Re: [PATCH] cifs: retry lookup and readdir when EAGAIN is returned.

From: Thiago Rafael Becker <trbecker@gmail.com>
To: "Aurélien Aptel" <aaptel@suse.com>
Cc: ronnie sahlberg <ronniesahlberg@gmail.com>,
	linux-cifs <linux-cifs@vger.kernel.org>,
	Steve French <sfrench@samba.org>,
	LKML <linux-kernel@vger.kernel.org>
Subject: Re: [PATCH] cifs: retry lookup and readdir when EAGAIN is returned.
Date: Wed, 16 Jun 2021 12:40:26 -0300	[thread overview]
Message-ID: <YMobapLxHv/BPzFP@nyarly.rlyeh.local> (raw)
In-Reply-To: <87zgvqqg09.fsf@suse.com>

Thanks for the comments, I'm working on them.

On Wed, Jun 16, 2021 at 12:07:50PM +0200, Aurélien Aptel wrote:

> I guess it looks ok as a quick fix for the issue at hand but:
> - should we check for more error codes (use is_retryable_error()?)
> - all syscalls will need something similar, the session can be closed at
>   any point
>   * either we add a loop everywhere
>   * or we change cifs_send_receive to retry (most?) calls
>   * might be worth looking at what nfs does here

Some syscall can return EAGAIN, so we would need to check which
operation is retryable and if the error is retryable. I don't know if
all Linux syscalls mappable to smb2 operations in the wire, but it may
be worth mapping.

NFS requeues the calls, and fails after a configurable timeout
for soft mounts, or issues an error message and requeues the request
for hard mounts (retrans and timeo mount options).

> - Should this be done for both soft (default) and hard mounts? I guess
>   for hard we would retry indefinitely

Good point, but the correct option is to retry on hard mounts until the
operation succeeds.

NFS hard mounts create issues like being unable to do a clean shutdown on
a server failure, because oustanding I/O blocks it.
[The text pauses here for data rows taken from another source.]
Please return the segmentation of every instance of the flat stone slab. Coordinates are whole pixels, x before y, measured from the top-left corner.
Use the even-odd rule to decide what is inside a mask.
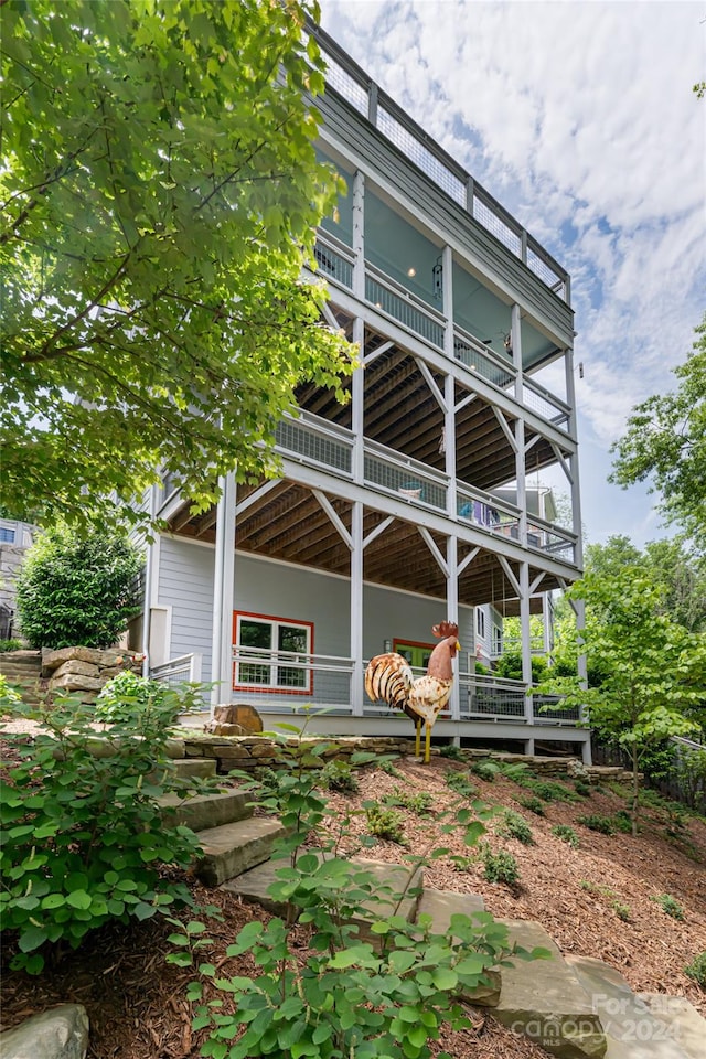
[[[706,1019],[681,996],[633,993],[614,967],[567,956],[608,1037],[606,1059],[704,1059]]]
[[[84,1059],[88,1016],[82,1004],[60,1004],[0,1034],[2,1059]]]
[[[307,849],[306,852],[321,856],[321,851],[318,849]],[[370,871],[379,880],[381,885],[392,886],[399,892],[403,891],[409,879],[409,869],[400,864],[388,864],[386,860],[367,860],[364,857],[351,857],[347,863],[352,873],[361,870]],[[285,902],[275,900],[267,891],[271,884],[276,881],[277,869],[285,867],[286,864],[287,862],[284,859],[268,860],[267,864],[260,864],[258,867],[253,868],[252,871],[246,871],[238,876],[237,879],[225,882],[223,889],[229,890],[232,894],[237,894],[237,896],[245,901],[257,902],[268,909],[268,911],[281,916],[286,910]],[[421,881],[421,870],[417,867],[415,868],[408,889],[420,887]],[[417,913],[417,903],[418,897],[408,896],[407,894],[399,902],[399,907],[397,907],[392,897],[389,899],[384,897],[381,901],[363,901],[363,908],[370,909],[370,916],[361,917],[360,919],[354,918],[351,922],[357,923],[360,928],[359,937],[361,939],[378,941],[379,939],[370,934],[368,928],[371,922],[384,916],[392,916],[393,912],[404,916],[408,922],[411,922]]]
[[[203,855],[196,865],[196,875],[206,886],[220,886],[267,860],[275,839],[284,834],[279,821],[260,817],[199,832]]]
[[[234,789],[215,794],[196,794],[193,798],[180,798],[179,794],[164,794],[159,803],[170,826],[183,824],[192,831],[206,831],[238,820],[248,820],[253,815],[253,795]]]
[[[516,960],[514,966],[503,967],[500,1001],[493,1015],[552,1056],[561,1059],[605,1056],[608,1042],[600,1018],[554,939],[541,923],[531,920],[499,922],[509,928],[511,944],[527,950],[541,946],[552,956],[532,963]]]
[[[425,889],[419,898],[417,919],[427,914],[431,917],[431,929],[435,933],[445,934],[451,926],[451,916],[468,916],[472,919],[475,912],[484,912],[485,902],[480,894],[457,894],[456,890]],[[464,993],[466,999],[481,1007],[495,1007],[500,999],[500,971],[491,967],[485,972],[485,984]]]

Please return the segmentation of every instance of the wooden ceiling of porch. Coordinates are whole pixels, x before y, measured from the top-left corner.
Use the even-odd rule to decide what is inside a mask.
[[[341,317],[340,322],[345,329],[346,318]],[[386,341],[367,329],[365,355]],[[435,372],[431,375],[443,393],[443,377]],[[456,416],[457,474],[469,485],[491,490],[514,480],[515,453],[492,405],[457,384],[456,405],[469,396],[471,400]],[[350,404],[341,406],[332,391],[306,385],[297,392],[297,399],[301,408],[351,428]],[[443,413],[413,356],[393,344],[371,361],[365,368],[366,438],[442,471],[442,429]],[[534,438],[535,431],[528,429],[527,473],[556,463],[549,442]]]
[[[254,486],[238,486],[238,502],[253,490]],[[350,502],[331,495],[328,499],[350,531]],[[379,512],[365,509],[364,537],[384,517]],[[414,517],[411,507],[410,517]],[[182,536],[213,543],[215,509],[193,518],[184,510],[174,516],[171,528]],[[432,537],[445,555],[443,537],[436,534]],[[344,577],[350,575],[351,553],[336,527],[313,493],[292,482],[278,482],[238,517],[236,541],[238,552],[282,559]],[[469,550],[468,546],[460,549],[459,561]],[[535,574],[531,571],[531,579]],[[363,577],[377,585],[446,600],[443,574],[414,523],[395,520],[370,543],[364,553]],[[543,590],[556,587],[556,582],[548,578],[542,585]],[[506,602],[503,603],[503,600]],[[492,602],[506,614],[516,613],[516,592],[512,582],[495,556],[485,550],[475,556],[459,578],[459,601],[469,606]]]

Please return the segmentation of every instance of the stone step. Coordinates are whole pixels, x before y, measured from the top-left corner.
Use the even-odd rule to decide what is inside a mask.
[[[220,886],[267,860],[275,841],[285,834],[278,820],[250,817],[199,832],[203,855],[196,875],[206,886]]]
[[[706,1019],[681,996],[633,993],[623,975],[592,956],[569,955],[608,1037],[606,1059],[704,1059]]]
[[[321,856],[321,851],[319,849],[307,849],[304,852]],[[397,900],[393,896],[387,895],[381,895],[379,901],[371,900],[363,902],[363,908],[368,909],[370,914],[351,920],[351,922],[357,924],[359,937],[362,940],[379,941],[375,935],[371,935],[368,930],[371,922],[377,917],[392,916],[393,912],[396,912],[399,916],[404,916],[408,922],[415,919],[419,898],[418,896],[409,895],[408,891],[422,886],[424,876],[418,866],[415,867],[411,879],[409,879],[409,868],[403,864],[389,864],[386,860],[367,860],[364,857],[351,857],[346,863],[351,874],[361,870],[370,871],[375,879],[379,880],[381,886],[391,886],[399,894],[405,892],[399,905],[397,905]],[[228,890],[231,894],[236,894],[244,901],[256,902],[268,909],[268,911],[281,916],[286,911],[286,905],[282,901],[275,900],[275,898],[268,894],[268,888],[276,881],[275,873],[277,869],[285,867],[286,864],[287,862],[284,859],[268,860],[266,864],[260,864],[250,871],[238,876],[238,878],[225,882],[223,889]]]
[[[548,960],[515,960],[502,969],[500,999],[493,1015],[504,1026],[561,1059],[601,1059],[608,1041],[593,1005],[576,971],[541,923],[499,920],[510,931],[511,943],[550,952]]]
[[[182,824],[192,831],[207,831],[238,820],[249,820],[253,815],[252,799],[249,792],[234,788],[215,794],[195,794],[193,798],[164,794],[159,803],[164,821],[170,826]]]
[[[484,912],[485,902],[480,894],[457,894],[454,890],[425,889],[419,898],[417,919],[431,917],[434,933],[443,934],[451,926],[451,916],[468,916]],[[495,1007],[500,1001],[501,976],[495,967],[485,972],[488,982],[466,994],[466,999],[481,1007]]]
The NFS has atempted
to fix this by adding options to kill all outstanding I/O, but I'm not
current on the efforts/issues in this front.

So this would create the same issue with outstanding mounts on cifs 
shares, so a similar solution to NFS may be adapted/created in the future.

One thing that I forgot to mention in the patch is that this uncovered a
bug in compuond requests, where wait_for_compund_request will block the
readdir request with EDEADLK, if the share needs reconnect. I'm looking
into this patch, and will submmit it separatelly, as this looks like a
corner case uncovered by the patch and specific conditions in the tests.

> Cheers,
Best regards,
Thiago